Beware the Perils of Summer
What’s your organization’s vacation policy? Do you encourage employees to take much-needed breaks in the summertime?
The benefits of vacation include better work-life balance, improved mental and physical health, increased productivity, lower absenteeism, and a more satisfied workforce. But – if they are not aware of how to mitigate risk during their free time – vacation may put your employees at increased risk of illness, injury, or even death.
The Center for Disease Control and Prevention (CDC) reports that in the month of July there is often a spike in deaths related to summertime activities. That’s why it is in your organization’s best interests to ensure that employees are equipped with the information they need to be safe, at home and on vacation, this summer.

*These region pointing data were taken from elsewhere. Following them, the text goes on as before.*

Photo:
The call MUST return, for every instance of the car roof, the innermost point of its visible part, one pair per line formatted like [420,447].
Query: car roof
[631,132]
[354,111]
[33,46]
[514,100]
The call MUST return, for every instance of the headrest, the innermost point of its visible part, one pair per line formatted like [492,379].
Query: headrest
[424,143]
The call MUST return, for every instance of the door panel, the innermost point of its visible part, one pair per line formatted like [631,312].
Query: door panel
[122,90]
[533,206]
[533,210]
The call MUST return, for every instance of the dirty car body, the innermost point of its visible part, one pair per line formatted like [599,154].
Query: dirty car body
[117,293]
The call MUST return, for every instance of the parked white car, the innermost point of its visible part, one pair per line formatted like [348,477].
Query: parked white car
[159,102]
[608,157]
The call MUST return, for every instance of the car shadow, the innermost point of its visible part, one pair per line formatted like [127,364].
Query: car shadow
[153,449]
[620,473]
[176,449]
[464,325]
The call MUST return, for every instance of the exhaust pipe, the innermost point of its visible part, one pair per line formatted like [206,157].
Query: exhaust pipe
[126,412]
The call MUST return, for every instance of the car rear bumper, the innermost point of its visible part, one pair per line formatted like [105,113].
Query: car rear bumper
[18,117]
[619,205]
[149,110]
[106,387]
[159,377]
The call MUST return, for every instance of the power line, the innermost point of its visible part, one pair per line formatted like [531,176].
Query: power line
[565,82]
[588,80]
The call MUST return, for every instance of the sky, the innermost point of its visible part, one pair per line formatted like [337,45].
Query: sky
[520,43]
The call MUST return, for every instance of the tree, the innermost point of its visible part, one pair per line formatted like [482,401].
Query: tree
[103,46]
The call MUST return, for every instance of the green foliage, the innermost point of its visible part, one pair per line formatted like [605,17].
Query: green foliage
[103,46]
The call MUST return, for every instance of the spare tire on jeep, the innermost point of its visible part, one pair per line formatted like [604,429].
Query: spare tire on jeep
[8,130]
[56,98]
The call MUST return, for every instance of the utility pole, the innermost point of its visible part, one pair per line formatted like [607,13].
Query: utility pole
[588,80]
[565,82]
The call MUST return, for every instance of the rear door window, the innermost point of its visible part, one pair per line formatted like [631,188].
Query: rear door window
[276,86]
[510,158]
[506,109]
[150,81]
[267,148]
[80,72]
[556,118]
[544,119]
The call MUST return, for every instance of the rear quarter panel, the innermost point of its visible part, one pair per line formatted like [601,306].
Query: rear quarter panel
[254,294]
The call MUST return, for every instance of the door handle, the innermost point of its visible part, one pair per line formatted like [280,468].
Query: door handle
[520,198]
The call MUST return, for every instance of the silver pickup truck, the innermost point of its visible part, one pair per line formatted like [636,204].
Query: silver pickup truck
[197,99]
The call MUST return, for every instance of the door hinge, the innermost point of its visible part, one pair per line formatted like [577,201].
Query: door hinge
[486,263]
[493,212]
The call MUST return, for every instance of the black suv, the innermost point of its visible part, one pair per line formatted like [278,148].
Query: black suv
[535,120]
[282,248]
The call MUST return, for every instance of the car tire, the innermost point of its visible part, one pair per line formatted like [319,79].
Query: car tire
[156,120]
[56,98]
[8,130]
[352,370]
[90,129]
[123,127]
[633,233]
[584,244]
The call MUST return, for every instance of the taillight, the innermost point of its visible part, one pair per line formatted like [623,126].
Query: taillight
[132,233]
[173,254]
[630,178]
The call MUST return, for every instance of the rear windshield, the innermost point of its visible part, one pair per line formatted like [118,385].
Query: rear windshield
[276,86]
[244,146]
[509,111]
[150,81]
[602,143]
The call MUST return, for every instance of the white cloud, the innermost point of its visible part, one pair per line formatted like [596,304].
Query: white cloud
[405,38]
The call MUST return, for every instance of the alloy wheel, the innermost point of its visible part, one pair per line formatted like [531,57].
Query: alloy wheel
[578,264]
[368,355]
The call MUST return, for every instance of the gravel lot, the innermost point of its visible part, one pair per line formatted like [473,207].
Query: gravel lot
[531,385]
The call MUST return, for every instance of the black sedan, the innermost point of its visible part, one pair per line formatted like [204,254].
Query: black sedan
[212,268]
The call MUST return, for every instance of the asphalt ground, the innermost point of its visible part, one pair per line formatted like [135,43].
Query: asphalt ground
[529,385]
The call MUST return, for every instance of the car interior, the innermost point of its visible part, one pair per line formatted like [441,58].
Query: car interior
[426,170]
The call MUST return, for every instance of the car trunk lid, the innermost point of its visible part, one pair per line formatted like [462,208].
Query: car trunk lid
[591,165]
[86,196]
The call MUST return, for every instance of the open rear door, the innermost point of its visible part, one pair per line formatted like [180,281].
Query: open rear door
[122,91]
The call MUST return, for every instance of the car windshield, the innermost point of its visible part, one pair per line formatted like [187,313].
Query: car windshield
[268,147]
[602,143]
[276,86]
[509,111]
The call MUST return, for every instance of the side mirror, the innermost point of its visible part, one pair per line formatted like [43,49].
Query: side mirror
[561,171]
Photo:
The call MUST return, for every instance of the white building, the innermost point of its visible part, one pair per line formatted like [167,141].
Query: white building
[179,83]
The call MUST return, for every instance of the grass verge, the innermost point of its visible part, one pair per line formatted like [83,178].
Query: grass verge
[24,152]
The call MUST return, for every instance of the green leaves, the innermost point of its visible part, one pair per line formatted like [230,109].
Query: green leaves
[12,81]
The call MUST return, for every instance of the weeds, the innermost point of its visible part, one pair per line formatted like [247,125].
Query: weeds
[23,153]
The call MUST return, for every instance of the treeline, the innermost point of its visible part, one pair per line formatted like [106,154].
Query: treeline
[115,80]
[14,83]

The goal? We want your employees to come back to work healthy and refreshed – minimizing potential time off for recovery, reducing turnover, increasing productivity, and raising morale.
Understand the risks: Top Summer Accidents
Perhaps the best way to prevent injuries and even fatalities is to be aware of potential dangers that employees may face during the warmer summer months and to help them understand how to mitigate risk. Here are the most common summer accidents:
- Motor Vehicle Crashes
- Bicycle Accidents
- Pedestrian Accidents
- Motorcycle Crashes
- Swimming Accidents
While these types of accidents are more likely to occur outside of work, your organization can certainly play a part in helping employees to both assess and avoid risk in their personal time.
Do you want to help keep your employees safe in the summertime? Download these informational posters to help educate them on potential risks.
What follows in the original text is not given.